In “United We Can,” Isaias, a banana worker and team leader on the floor and on the picket line, deals with a literal flood of sewage that results from an endless rain. In the first paragraph, Isaias and his extremely pregnant wife watch the dirty water rise:
They agree, unspokenly, to not worry until the water has reached the second wooden step. Tuesday at noon it isn’t quite there yet, but when the wind picks up and builds waves, some of the brown murky splatters fly all the way up to Isaias’s feet on the fifth — and final — wooden plank.
They have much to worry about. It’s 1954, and banana workers are striking for better pay and decent living conditions. The family is hungry. It won’t stop raining. They have almost no clean rags, and Isaias doesn’t know how he can make sure his wife’s upcoming labor is safe. In this tactile and hungry story, muck covers everything. Isaias’s travails have a stench to them; the reader feels and sees the filth-flooded street. The story grapples with sacrifice and what it means. We know, as readers with Google, that the strikers made some gains and held them briefly, and so meant more than nothing. But Isaias’s personal tragedies, which come with the force of the wind, are nothing to the powerful.
The least ostensibly political story, “Lluvia sin Agua,” takes place in 2019. Although there is no revolution and no strike, there is the constant and terrible feeling of living in a place that is broken and battered, wrecked from the outside and eaten away from within.
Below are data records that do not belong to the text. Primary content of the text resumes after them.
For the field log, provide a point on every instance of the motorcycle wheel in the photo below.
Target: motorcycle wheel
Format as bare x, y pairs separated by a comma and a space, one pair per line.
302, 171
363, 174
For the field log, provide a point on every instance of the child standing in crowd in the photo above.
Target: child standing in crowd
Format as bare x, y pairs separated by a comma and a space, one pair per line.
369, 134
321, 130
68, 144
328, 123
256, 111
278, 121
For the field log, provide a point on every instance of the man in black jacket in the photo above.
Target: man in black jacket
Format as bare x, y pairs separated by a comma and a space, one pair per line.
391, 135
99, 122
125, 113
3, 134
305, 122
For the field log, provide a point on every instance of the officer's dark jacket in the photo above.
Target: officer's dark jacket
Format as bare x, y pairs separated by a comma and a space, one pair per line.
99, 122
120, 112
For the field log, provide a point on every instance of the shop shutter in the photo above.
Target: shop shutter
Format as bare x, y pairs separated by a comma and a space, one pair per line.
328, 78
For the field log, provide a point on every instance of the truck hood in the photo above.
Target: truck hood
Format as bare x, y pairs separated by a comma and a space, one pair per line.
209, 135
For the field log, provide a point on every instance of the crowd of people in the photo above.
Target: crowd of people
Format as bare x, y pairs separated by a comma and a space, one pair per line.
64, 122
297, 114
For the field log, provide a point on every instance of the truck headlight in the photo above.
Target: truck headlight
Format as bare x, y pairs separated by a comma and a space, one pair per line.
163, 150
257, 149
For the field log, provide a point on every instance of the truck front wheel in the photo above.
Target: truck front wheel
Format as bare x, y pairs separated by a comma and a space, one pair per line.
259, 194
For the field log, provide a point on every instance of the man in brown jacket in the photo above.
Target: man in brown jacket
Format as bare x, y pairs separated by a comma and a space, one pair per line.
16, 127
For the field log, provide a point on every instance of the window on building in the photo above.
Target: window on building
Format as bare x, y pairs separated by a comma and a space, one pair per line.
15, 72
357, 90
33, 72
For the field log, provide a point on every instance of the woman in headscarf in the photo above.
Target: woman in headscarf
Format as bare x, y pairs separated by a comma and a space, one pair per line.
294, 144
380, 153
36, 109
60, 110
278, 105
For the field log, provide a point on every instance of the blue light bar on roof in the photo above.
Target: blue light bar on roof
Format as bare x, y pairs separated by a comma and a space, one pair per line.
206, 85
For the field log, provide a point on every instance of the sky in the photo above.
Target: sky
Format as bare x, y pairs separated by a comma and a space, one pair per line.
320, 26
To put it bluntly, the main character, a young mango-hawker named Evelyn, wants to fuck, but she and everyone around her stinks.
Evelyn lives in Tegucigalpa. There are massive water shortages, yet rain pours down, dark and terrible, every day. But this rain never falls in the right place. When the roads flood with dirty water, the trucks with clean water can’t get through. Water is everywhere, but there is barely none to drink, and nothing at all for bathing. As the title suggests, there is a flood, to be sure, but no water for anyone. It’s an irony that Coleridge might appreciate, but his parched sailors are doomed by supernatural machinations. The agony of Tegucigalpa is man-made. The rich take what they want and give drops to the chosen few. The rest suffer daily indignities.
Evelyn survives by balancing dignity and pride with desire and revulsion. In a taxi, a man’s cologne gives Evelyn “one of those headaches that feel like there’s a balloon behind her eyes that keeps inflating, its rubber skin turning thin and translucent, but never popping.” She calculates how much she’ll stink tomorrow and next week. Strange encounters, sweat and grime, pubic hair trimmed with a mango knife — all part of Evelyn’s story, which turns out to be the most joyful of the collection. It bursts with lust that can’t be stopped by the inequities of rain. Her life may always be miserable, and water might fall unevenly on the rich and the poor, but the poor, so long as they are still living, will fight the tide for a chance at some of life’s joys.
Powerful people — banana titans, dictators, opportunistic journalists, and members of Congress — don’t (usually) want to rob people of joy. They just don’t care. They sit in the clouds and chuck random lightning bolts. To them, Hondurans aren’t really people. But Zaldívar insists that they are. Rain, in Zaldívar’s collection, isn’t a metaphor for getting clean. Nor is it one for getting dirty. Disconcertingly, it isn’t a metaphor at all. It’s an inevitability, neither good nor bad. Somehow you just have to live in the face of its unrelenting drive.